Vor mir gab es am Wasser wie angedeutet reichlich Muschelbänke. Wie Tausende von Soldaten, sauber und ordentlich in rechteckigen Truppen aufgegliedert waren sie dort am Strand aufgeteilt, nun vom Meerwasser befreit. Ein Ort, an dem ich gerne noch einige Zeit verblieben wäre. Ich hätte mit Interesse weitere Arbeitsvorgänge der Austernfischer beobachtet, aber diese unbekannte weite Strecke wartete noch auf mich. Und die Entscheidung des aufstehen war richtig, denn nach einigen Kurven des Weges bekam ich eine bis dahin unbekannte Aufgabe. Zuerst erkannte ich eine immer breiter werdende Bucht. Ein großes Rund, was sich dort mit viel Sandstrand öffnete. Einzelne Spaziergänger waren aus der Ferne zu erkennen, dazu eine sportliche Kutsche mit Pferd und Fahrer. Dort, wo es zum Strand tief hinunterging, war unterhalb einer kleinen Kapelle ein Kreuz zu sehen. Leider war die Kapelle geschlossen und nicht begehbar. Auch hier wieder eins der vielen Postkartenmotive. Denn das erwähnte Kreuz stand etwas tiefer auf einem kleinen Hügel mit dem Hintergrund der breiten Bucht.

Ich folgte dem Weg und stellte dann erst fest, das ich an einer Flussmündung angekommen war. Ein schmales Rinnsal mit dazugehörigen Flusswasser und dem rechts und links breiten Sandverlauf, bedingt durch die damalige Ebbe. Ein schmaler kurvenreicher Pfad, der mich nun landeinwärts führen sollte. Die Optik beschränkte sich von da an für lange Zeit auf grüne Pflanzenhecken und einem engen Mischwald. Immer wieder hoffte und dachte ich an einen kommenden Abstieg, um über eine schmale Brücke, oder einem flachen Gewässer zum gegenüberliegenden Ufer zu kommen. Aber Pustekuchen, es war eine für diese Momente unendliche Strecke, die einfach nicht enden wollte. Es machte mir Angst, wie viel Zeit ich bezüglich des langen Streckenverlauf ins Landesinnere noch brauchen würde. Dazu die Gedanken, das je länger es dauern würde, ich bescheidener mit dem Trinkwasser haushalten müsste.

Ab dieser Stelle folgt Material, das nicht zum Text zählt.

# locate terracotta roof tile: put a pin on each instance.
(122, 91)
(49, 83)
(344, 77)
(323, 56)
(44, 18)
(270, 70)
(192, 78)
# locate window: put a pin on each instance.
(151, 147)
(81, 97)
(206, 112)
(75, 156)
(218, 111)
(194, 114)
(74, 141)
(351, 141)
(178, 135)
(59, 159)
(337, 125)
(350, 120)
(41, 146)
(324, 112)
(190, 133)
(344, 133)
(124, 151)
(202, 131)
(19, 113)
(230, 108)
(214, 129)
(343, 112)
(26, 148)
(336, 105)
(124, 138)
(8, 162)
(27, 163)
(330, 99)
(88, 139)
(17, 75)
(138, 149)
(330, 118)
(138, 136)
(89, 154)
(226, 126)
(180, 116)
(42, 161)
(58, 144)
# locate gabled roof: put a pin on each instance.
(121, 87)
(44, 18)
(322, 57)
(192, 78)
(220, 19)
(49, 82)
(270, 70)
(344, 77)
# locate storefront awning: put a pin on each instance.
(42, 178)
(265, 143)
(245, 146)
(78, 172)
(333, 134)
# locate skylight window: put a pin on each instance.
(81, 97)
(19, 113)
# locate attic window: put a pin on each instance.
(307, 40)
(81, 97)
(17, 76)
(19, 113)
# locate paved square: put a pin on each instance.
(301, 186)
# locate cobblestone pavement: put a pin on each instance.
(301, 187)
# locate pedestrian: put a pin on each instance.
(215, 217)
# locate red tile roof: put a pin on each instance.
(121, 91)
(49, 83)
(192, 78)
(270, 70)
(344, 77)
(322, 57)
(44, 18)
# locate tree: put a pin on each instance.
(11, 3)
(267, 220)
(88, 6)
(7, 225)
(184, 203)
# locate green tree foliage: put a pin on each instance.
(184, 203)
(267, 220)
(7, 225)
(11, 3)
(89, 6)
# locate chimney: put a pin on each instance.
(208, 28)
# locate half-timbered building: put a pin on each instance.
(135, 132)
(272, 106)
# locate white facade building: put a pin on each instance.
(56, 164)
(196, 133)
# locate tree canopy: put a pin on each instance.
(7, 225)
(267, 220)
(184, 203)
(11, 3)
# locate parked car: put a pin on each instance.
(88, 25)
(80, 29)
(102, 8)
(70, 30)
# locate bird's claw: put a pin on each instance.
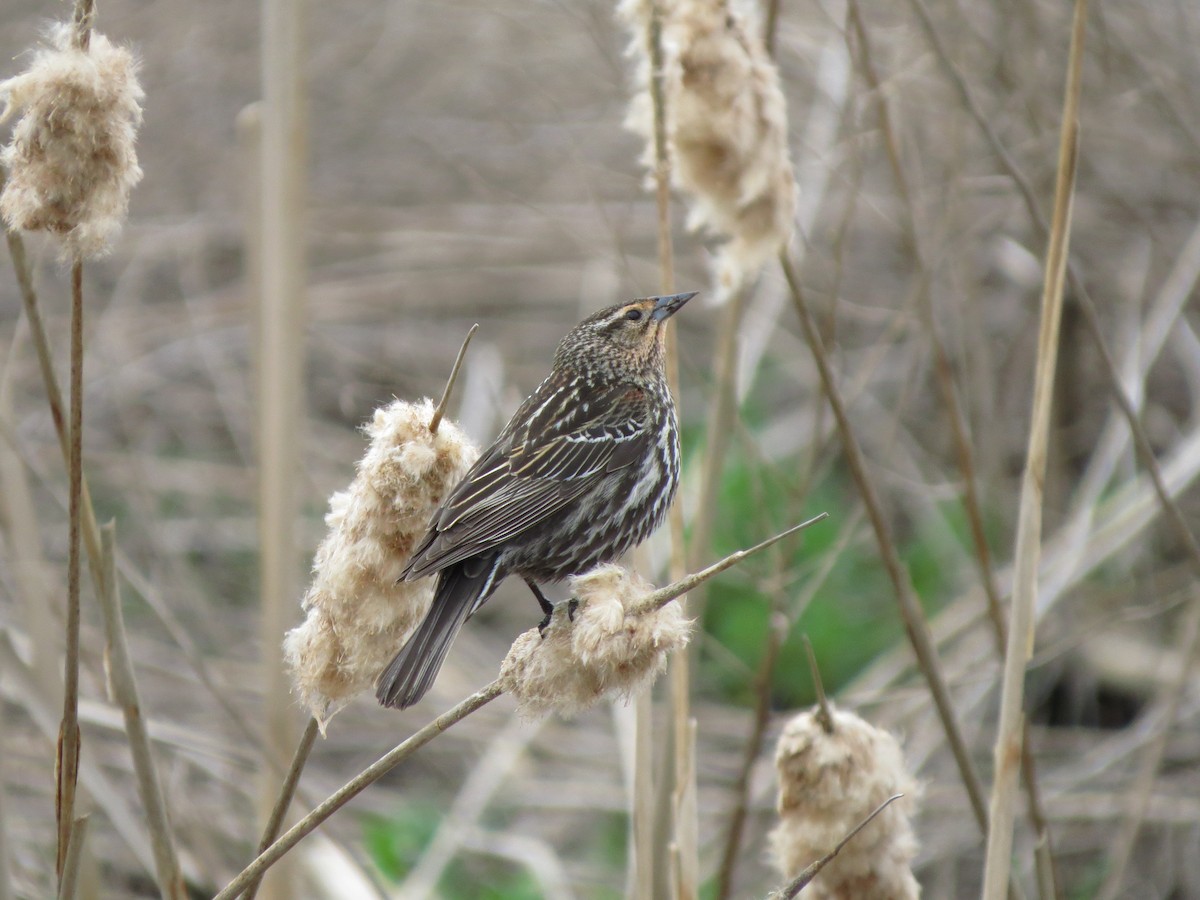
(573, 606)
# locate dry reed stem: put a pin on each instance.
(5, 867)
(67, 759)
(1078, 287)
(777, 630)
(69, 877)
(679, 675)
(287, 792)
(282, 270)
(802, 881)
(125, 693)
(721, 417)
(355, 786)
(1029, 532)
(654, 600)
(945, 379)
(23, 537)
(90, 528)
(911, 613)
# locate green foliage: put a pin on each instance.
(395, 845)
(853, 615)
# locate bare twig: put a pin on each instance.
(454, 376)
(660, 598)
(910, 610)
(964, 455)
(801, 881)
(1029, 532)
(354, 787)
(777, 630)
(125, 693)
(90, 529)
(287, 791)
(70, 876)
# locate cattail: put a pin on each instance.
(72, 161)
(726, 126)
(601, 649)
(828, 783)
(358, 613)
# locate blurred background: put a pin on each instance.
(467, 162)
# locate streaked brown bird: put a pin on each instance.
(585, 469)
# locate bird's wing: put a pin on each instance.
(552, 451)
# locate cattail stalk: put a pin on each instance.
(282, 207)
(945, 379)
(355, 786)
(1029, 533)
(125, 693)
(911, 613)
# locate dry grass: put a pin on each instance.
(468, 163)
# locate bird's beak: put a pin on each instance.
(667, 306)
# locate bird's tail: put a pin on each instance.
(411, 673)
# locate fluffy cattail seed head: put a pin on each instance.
(71, 161)
(358, 613)
(726, 125)
(831, 781)
(603, 651)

Ich begann von da an nur noch auf den Boden zu gucken, um den kurvenreichen Verlauf auszublenden. Es ärgerte mich, das ich jeden Meter, den ich mich vom Meer entfernte, auch später auf der anderen Seite wieder zurück gehen müsste. Plus der noch ausstehenden weiteren Küstenbegehung, und den Schritten in die Stadt. Die eventuelle Not, wegen fehlenden Trinkwasser körperliche Probleme zu bekommen, brachten mich dazu, anders mit meinem Denken zu taktieren. In vielen Erinnerungen hatte ich Momente von früher gespeichert. Da wo entweder in der Familie, oder in anderen Gruppen viel Unlust und Missmut aufkam, je länger ein unbekannter Weg gehen sollte. Somit zwang ich mich zu einer positiven Denkweise. Auch um abzuwarten, bis dann endlich eine Wende auf dem Weg zum anderen Ufer kommen würde. Denn ich erinnerte mich an viele Wanderstrecken, wo ich nach überstehen schwieriger Passagen immer sehr Happy war, und die weitere Strecke mit guter Laune und einem Lachen vor Freude weiterging. Und tatsächlich ist das bis heute so geblieben, das ich diese Strecke als Beispiel hervorhole, um mich zu beruhigen, wenn etwas unerwartet schlecht läuft. Denn, im Danach steigt immer die Welle von Freude des Geschafften, es gibt Zufriedenheit, eine Aufgabe mit Geduld geschafft zu haben, egal wie anstrengend, egal wie hoch der Adrenalinpegel war.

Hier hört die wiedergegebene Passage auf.